It is well known that the hearth of an iron blast furnace is provided with a tap hole, commonly referred to as an "iron notch" through which molten iron, usually referred to as "hot metal", is drawn off at periodic intervals during a blast furnace campaign. During a normal campaign, such tapping must be done an average of five to twelve times daily, as the blast furnace hearth becomes filled with molten iron (i.e., hot metal) and molten slag. After the blast furnace has been tapped, i.e. the molten hot metal and slag drained therefrom, the tap hole, or iron notch, is plugged with clay or "mud" which will harden and seal to tap hole until the next time the blast furnace is tapped.

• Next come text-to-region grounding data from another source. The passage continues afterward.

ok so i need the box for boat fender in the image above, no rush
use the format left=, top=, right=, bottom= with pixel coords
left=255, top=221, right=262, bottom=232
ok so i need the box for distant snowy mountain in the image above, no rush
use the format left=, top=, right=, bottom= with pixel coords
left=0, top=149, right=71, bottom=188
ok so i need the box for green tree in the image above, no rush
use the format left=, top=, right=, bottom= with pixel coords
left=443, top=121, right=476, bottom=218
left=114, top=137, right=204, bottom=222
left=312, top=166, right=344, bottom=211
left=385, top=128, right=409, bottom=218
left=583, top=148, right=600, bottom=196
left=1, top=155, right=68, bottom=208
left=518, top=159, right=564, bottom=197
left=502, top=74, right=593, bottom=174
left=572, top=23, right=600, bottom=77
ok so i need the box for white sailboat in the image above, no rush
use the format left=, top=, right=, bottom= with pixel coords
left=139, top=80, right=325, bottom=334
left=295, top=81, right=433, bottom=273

In accordance with conventional practices, a special drill is often utilized to open the tap hole, i.e., drill a passageway through the hardened clay plugging the iron notch, for purposes of tapping the blast furnace. Such blast furnace tap hole drills are normally pneumatically or hydraulically operated rotary-percussion drills comparable to rock drills utilized in the mining industry. Such drills impart both a rotary and an impact force on an elongated drill rod having a rock drill bit at the end thereof, which is disposed against the iron notch, and normally includes a compressed air system for blowing compressed air through the center of the drill bit and drill rod assembly to purge drilling debris from the drilled hole. Typical operations usually utilize a four-wing drill bit having an axial air passage through which compressed air is blown, with the drill bit attached to an elongated drill rod (typically at least about 10 feet in length) having an air passageway drilled throughout the full axial length thereof.
The base support for the blast furnace tap hole drill is normally secured to the floor, a structural column or some solid base structure in the vicinity of the blast furnace iron notch, and is provided with suitable linkage members and remote controls so that the blast furnace tap hole drill can be remotely operated to move the drill into proper position for drilling the tap hole, then operated to drill the tap hole, and thereafter moved back away from the tap hole and the heat of the emerging hot metal, where the drill can be serviced and prepared for the next tap.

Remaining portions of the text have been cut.